The “Show Me Your Data” session proposal from THATCamp CHNM 2012 summarized the open research notes movement this way:
There has been some move in research to not just publish papers with the final results but to also release the raw data sets and even software for other researchers to verify the results and further discovery. There are even some futuristic claims that the data sets will be viewed as the ultimate results of research and the actual paper will be a secondary product.
That session focused on institutional repositories as ways to present data, but we’d like to focus more on the challenges posed by releasing research data to the public.
What happens when data collected for a monograph is removed from context? Are there different scholarly and interpretive requirements for data presented at a single-record level? When the same data is of interest to scholars and the general public, but the goals of each constituency are radically different, what happens?

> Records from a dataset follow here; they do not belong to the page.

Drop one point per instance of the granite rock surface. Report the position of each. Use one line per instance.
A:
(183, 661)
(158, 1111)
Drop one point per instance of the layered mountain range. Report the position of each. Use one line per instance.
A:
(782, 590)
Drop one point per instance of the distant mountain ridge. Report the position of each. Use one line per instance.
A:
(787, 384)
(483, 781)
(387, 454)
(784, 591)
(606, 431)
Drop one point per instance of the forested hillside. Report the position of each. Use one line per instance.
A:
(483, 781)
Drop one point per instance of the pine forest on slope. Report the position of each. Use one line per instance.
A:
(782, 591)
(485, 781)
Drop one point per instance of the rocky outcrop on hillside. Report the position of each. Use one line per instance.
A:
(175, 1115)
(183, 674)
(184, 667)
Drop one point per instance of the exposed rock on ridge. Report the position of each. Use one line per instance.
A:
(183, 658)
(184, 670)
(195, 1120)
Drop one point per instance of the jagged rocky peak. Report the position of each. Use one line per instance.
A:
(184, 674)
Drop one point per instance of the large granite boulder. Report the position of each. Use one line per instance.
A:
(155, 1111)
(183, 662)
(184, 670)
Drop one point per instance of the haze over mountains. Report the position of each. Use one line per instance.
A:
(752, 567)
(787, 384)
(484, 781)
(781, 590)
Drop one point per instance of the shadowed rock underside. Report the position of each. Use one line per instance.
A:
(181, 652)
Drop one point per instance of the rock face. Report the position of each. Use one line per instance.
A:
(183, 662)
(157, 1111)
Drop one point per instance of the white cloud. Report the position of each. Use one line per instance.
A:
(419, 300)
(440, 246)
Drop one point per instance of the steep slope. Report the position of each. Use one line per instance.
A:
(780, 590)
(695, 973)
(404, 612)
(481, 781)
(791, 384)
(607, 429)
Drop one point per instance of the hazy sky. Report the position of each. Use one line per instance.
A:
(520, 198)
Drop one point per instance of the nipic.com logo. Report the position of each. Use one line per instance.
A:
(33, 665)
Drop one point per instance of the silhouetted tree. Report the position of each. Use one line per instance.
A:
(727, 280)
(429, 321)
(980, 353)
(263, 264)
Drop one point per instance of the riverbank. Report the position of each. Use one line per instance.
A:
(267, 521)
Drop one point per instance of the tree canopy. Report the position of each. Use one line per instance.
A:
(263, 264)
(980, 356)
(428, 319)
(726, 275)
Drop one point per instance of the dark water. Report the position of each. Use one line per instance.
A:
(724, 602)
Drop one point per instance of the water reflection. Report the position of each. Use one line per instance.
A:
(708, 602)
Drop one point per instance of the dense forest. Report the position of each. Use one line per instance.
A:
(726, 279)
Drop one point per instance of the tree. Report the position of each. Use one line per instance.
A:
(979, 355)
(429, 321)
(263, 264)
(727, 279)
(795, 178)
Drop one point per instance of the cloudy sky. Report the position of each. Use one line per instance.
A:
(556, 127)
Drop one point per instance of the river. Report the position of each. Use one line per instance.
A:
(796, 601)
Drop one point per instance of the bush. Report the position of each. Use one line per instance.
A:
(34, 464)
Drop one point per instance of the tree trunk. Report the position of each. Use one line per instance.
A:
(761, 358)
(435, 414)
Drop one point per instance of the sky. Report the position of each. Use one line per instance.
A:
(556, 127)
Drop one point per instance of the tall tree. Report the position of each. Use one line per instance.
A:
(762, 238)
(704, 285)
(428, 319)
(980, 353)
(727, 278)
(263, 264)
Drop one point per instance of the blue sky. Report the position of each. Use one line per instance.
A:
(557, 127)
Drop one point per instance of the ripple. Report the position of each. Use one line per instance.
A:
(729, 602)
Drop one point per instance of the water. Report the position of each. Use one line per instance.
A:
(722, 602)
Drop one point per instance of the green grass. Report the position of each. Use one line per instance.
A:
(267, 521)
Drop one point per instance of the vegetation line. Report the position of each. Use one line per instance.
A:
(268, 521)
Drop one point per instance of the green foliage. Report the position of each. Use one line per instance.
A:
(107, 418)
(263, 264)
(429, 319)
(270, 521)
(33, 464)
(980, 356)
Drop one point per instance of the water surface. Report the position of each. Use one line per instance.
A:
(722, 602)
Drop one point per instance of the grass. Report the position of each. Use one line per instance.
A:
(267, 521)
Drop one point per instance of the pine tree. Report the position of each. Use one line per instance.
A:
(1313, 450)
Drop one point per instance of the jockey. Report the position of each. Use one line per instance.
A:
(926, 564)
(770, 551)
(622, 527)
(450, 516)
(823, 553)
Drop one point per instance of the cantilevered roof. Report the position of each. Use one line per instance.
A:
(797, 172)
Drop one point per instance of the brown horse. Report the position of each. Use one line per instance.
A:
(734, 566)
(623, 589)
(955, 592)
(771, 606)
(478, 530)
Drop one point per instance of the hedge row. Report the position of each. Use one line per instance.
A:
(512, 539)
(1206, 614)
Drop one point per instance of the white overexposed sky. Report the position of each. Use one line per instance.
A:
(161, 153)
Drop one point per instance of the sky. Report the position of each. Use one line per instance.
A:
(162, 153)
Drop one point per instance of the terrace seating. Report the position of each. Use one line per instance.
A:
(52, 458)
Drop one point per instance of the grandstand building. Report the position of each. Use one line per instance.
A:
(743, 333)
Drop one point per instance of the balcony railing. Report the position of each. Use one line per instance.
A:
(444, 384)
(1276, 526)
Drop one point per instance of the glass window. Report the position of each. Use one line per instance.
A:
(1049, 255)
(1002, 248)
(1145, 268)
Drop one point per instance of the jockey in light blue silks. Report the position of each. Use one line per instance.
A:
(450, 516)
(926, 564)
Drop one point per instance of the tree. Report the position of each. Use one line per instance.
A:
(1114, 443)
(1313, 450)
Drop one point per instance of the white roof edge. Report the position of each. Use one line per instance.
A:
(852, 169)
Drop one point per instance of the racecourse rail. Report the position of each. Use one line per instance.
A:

We’d like to kick off the conversation by discussing a collaboration in progress. In research for Take Care of the Living, Jeffrey McClurken compiled a database of census and civil war service records for Pittsylvania County, Virginia. As this database is of tremendous interest to local historians and genealogists, and since his own family is connected to that county, Ben Brumfield offered to put that database online. However, the process has been challenging, as the interests and expectations of the public may be quite different from peer researchers, and a database compiled in support of a particular scholarly project turns out to be very different from a general-purpose database compiled for public use.
As a historian and chair of the editorial board of the SC Historical Magazine, I have seen considerable disagreement between what professional historians want published in the journal and what local historians and genealogists would like to see printed. I would very much like to be part of this discussion.
I won’t be at THATcamp but would love to follow this discussion from afar. I’ve been thinking about similar problems arising from my own open notebook experiment, which is developing in the opposite direction—from notes into an article, a book, and other potential outputs.
I definitely want to hear about this, too, at the very least in the Dork Shorts (lightning talks) in the first session. I guess I wonder why the data necessarily has to be removed from its context; can’t it be plastered with indications of where it came from and why it was collected? Sort of like watermarking a photograph?